Events
Sunday Salon
Sunday Salon April 2009

Sunday Salon

Sunday Salon April 2009

Featuring: Monica Arac de Nyeko,Kingwa Kamencu and Kaume Marambii

Date: 19th April 2009
Time:7:00pm - 9:00pm
Venue: Kengeles, Lavington Green
Entry Only KSh. 300
Free entry before 6.30pm

Readings will be from Jambula Tree:

JAMBULA TREE

Jambula Tree and Other Stories: The Caine Prize for African Writing, 8th Annual Collection, published 2008.
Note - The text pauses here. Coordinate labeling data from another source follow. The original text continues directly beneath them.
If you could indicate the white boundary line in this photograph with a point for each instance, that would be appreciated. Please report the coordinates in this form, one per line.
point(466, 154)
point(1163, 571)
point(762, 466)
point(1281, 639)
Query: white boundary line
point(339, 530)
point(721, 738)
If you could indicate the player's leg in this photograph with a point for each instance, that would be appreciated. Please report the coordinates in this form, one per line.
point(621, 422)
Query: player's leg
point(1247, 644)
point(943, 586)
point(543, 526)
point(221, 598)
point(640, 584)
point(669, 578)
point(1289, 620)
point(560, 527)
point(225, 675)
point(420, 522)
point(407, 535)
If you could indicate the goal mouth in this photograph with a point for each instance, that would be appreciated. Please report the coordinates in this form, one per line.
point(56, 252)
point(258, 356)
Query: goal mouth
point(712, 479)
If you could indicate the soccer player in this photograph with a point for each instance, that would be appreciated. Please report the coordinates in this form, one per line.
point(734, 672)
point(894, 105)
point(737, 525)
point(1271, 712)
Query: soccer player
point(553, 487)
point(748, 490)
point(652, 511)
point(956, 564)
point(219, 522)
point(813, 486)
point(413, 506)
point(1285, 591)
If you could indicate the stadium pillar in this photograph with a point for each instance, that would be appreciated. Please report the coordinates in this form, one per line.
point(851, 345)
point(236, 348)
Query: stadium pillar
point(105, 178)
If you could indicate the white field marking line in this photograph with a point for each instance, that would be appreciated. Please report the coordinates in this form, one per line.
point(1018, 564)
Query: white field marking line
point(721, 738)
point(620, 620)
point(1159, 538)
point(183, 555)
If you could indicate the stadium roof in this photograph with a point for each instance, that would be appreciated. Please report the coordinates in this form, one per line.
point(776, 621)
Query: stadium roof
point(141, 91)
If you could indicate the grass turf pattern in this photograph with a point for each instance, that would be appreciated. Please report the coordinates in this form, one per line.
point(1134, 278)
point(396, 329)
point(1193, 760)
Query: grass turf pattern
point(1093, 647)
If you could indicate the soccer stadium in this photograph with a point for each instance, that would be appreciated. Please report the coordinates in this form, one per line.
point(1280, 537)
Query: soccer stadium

Titled after the short story by the 8th winner of the Caine Prize for African Writing, Uganda’s Monica Arac de Nyeko, the Jambula Tree anthology contains the latest in African writing with a selection of stories from across the continent.The book includes 18 short stories- the winner and shortlist (5 stories) plus 12 stories written at the Caine Prize writers workshop held in April 2008 in South Africa.In the book are stories that deal with topics as wide apart as love, war, manhood, marriage and the African urban experience.

The Readers:
Monica Arac de Nyeko
Monica Arac de Nyeko is from Uganda. She was shortlisted for the Caine Prize for African writing in 2004 for ‘Strange Fruit, winning the prize in 2007 for ‘Jambula Tree’.

Kingwa Kamencu
Kingwa Kamencu is a writer based in Kenya. Her first book ‘To Grasp at a Star’ won the National Book Development Council Award 2003, The Wahome Mutahi Prize 2006 and the prestigious Jomo Kenyatta Prize for Literarure 2007. She was one of the two Kenyans nominated Rhodes Scholar to Oxford where she will be proceeding for further studies later in the year. She serves as deputy secretary general in PEN International’s Kenya Chapter and writes for the authoritative media monitoring magazine Xpression Today (E.T). She writes poetry, essays and fiction.

Kaume Marambii
Kaume Marambii is a self-employed businessman running an agri-business in Kenya called Golden Acres Ltd. He has a degree in Veterinary Medicine from the University of Nairobi, a post-graduate Diploma in Information Technology from the University of Sunderland, UK. He was also a 2003-2004 Reuters Digital Vision Fellow at Stanford University, USA. This is his first work of fiction.